Singkat cerita, native’s point of view ini yang saya ikuti, termasuk judul simposium yang otentik dari aspirasi pegiat Bangbang Wetan. Manajemen penyiapan acara yang “tidak biasa”, pembagian tugas, desain leaflet dan backdrop, metode koordinasi, pengantaran undangan, hingga hari H acara, semua menggunakan dan mengejawantahkan konsep shodaqoh dan paseduluran yang berbeda sama sekali dengan banyak model manajemen acara yang saya ikuti sebelumnya, baik di kantor maupun di kampus. Bahkan, alasan mengapa formatnya simposium (bukan seminar, workshop, FGD, atau bahkan Sinau Bareng sesuai acara rutin Cak Nun di mana-mana) karena modelnya adalah diskusi ilmiah di kampus yang memungkinkan satu tema khusus dibedah dari berbagai aspek oleh para pakar atau praktisi yang berbeda. Dan untungnya, “paseduluran” ala Maiyah dengan Pak Suko Widodo yang kebetulan tidak hanya sebagai aktivis maiyah Bangbang Wetan, tetapi juga menjabat sebagai Kepala Pusat Informasi dan Humas (PIH) Unair juga memungkinkan kendala teknis acara bisa diselesaikan secara “adat”.
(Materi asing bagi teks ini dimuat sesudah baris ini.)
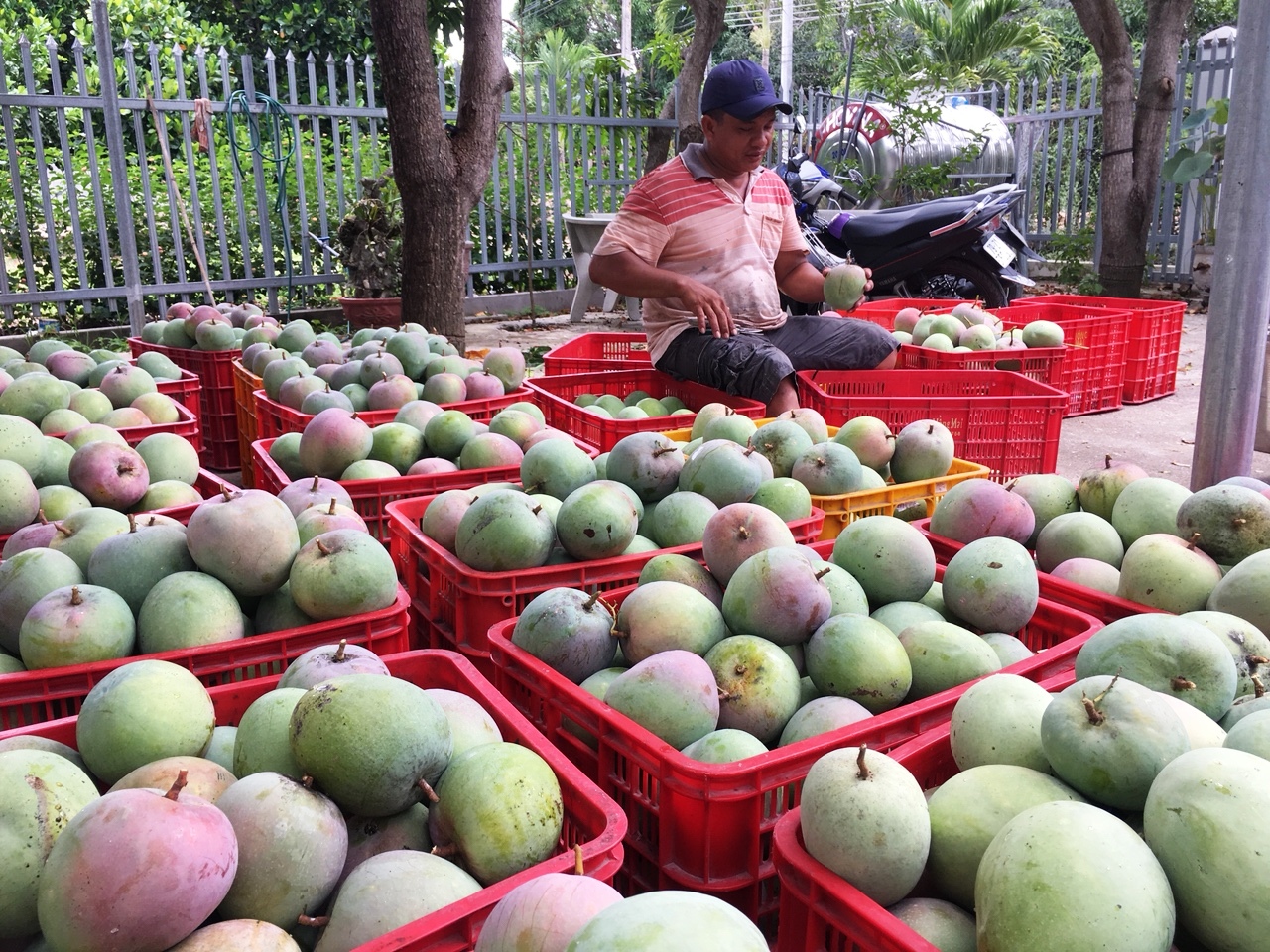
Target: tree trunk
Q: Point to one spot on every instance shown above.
(707, 27)
(439, 175)
(1134, 122)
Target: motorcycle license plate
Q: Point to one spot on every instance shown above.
(1000, 250)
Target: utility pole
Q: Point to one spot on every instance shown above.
(788, 53)
(1234, 343)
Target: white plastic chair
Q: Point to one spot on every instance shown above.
(584, 232)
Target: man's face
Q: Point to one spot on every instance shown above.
(739, 145)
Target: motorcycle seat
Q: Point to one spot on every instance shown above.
(898, 226)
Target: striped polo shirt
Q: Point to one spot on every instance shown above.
(684, 220)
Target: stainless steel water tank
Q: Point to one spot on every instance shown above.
(878, 154)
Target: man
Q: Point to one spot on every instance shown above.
(710, 239)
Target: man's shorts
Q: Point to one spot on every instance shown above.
(752, 365)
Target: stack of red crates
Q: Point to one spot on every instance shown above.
(821, 910)
(998, 419)
(708, 826)
(453, 606)
(593, 826)
(217, 414)
(557, 395)
(245, 384)
(1097, 345)
(1155, 340)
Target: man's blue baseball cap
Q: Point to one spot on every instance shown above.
(740, 87)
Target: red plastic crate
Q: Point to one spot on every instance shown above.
(1097, 344)
(273, 419)
(186, 390)
(1100, 604)
(35, 697)
(821, 910)
(1040, 363)
(593, 353)
(590, 820)
(371, 497)
(186, 425)
(217, 416)
(1000, 419)
(245, 384)
(214, 368)
(556, 395)
(1155, 340)
(708, 826)
(454, 606)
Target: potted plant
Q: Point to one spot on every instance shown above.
(370, 246)
(1199, 153)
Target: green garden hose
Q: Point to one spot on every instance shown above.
(276, 145)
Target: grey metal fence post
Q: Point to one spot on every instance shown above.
(118, 166)
(1238, 308)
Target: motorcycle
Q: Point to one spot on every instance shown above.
(955, 248)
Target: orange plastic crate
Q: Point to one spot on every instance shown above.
(592, 353)
(273, 419)
(1097, 345)
(454, 606)
(35, 697)
(592, 821)
(708, 826)
(556, 395)
(1040, 363)
(245, 384)
(843, 509)
(371, 497)
(1000, 419)
(1155, 340)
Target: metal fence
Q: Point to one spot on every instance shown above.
(1058, 141)
(289, 144)
(80, 166)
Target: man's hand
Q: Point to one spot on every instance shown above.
(708, 306)
(864, 294)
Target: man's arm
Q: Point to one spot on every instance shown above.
(626, 273)
(798, 278)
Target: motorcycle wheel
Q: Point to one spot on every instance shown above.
(964, 280)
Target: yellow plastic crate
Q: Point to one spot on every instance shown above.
(842, 511)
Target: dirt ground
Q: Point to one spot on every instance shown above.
(1159, 434)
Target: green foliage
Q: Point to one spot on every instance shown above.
(1199, 151)
(1074, 255)
(957, 44)
(370, 239)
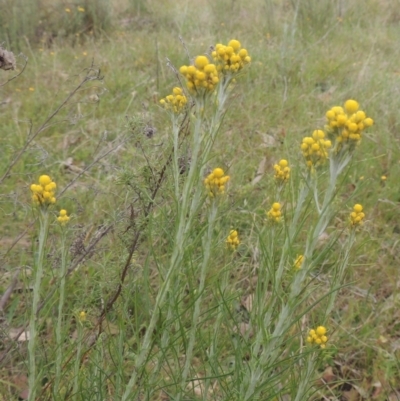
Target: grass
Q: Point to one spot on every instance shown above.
(306, 57)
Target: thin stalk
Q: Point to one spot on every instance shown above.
(37, 275)
(59, 335)
(78, 360)
(207, 242)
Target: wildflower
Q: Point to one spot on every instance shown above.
(274, 215)
(175, 102)
(82, 316)
(43, 193)
(318, 336)
(345, 124)
(315, 148)
(357, 216)
(63, 218)
(215, 182)
(282, 171)
(200, 77)
(231, 58)
(233, 240)
(298, 262)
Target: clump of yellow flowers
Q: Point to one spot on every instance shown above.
(318, 336)
(215, 182)
(200, 77)
(43, 193)
(298, 262)
(282, 171)
(231, 58)
(175, 102)
(82, 316)
(233, 240)
(345, 124)
(357, 215)
(315, 148)
(274, 215)
(63, 218)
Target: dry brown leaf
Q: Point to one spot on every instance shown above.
(13, 334)
(247, 302)
(352, 395)
(377, 389)
(268, 141)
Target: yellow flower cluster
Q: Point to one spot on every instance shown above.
(282, 171)
(298, 262)
(346, 124)
(231, 58)
(203, 75)
(63, 218)
(315, 148)
(175, 102)
(318, 336)
(215, 182)
(43, 193)
(357, 215)
(233, 240)
(82, 316)
(274, 214)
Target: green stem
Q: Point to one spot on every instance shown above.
(59, 336)
(207, 242)
(37, 276)
(78, 360)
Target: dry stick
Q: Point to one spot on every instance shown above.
(45, 124)
(20, 237)
(6, 296)
(184, 129)
(16, 76)
(51, 293)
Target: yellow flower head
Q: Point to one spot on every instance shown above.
(346, 124)
(233, 240)
(318, 336)
(357, 216)
(43, 193)
(274, 215)
(230, 59)
(215, 182)
(63, 218)
(299, 262)
(315, 148)
(282, 171)
(175, 102)
(82, 316)
(200, 77)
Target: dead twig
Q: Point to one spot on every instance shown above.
(7, 294)
(91, 75)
Dengan format simposium, baik pembicara maupun peserta mendapatkan pemahaman baru, yaitu bagaimana posisi Maiyah di tengah sengkarutnya labirin konflik lokal, nasional, bahkan global yang formula resolusinya seolah tidak pernah menyentuh secara serius subjek utama pada setiap konflik sosial yang terjadi, yaitu manusia. Lengkap dari aspek tata kelola logikanya, etikanya, dan estetikanya.

Sangat jamak kita jumpai fakta bahwa pendekatan pencegahan, penanganan, dan resolusi konflik di manapun, yang disasar adalah atributnya. Mulai dari agama, etnis, kelompok, golongan, strata sosial dan ekonomi, bahkan teknologi dan “baju-baju” yang lain. Pun jika yang digarap adalah pelaku utamanya atau orangnya, terlalu sering treatment yang dilakukan hanya terfokus pada bagian kecil dari kebutuhan si subjek yang berkonflik. Entah itu hanya sisi psikologisnya saja, ekonominya saja, sosialnya saja, spiritualnya saja, atau sekadar rumahnya saja secara terpisah-pisah. Dan celakanya, resolusi konflik dari Dewan Keamanan PBB untuk menjaga perdamaian dunia juga menggunakan formula parsial serupa. Lemah di aspek etika dan estetika, bahkan nir spiritual.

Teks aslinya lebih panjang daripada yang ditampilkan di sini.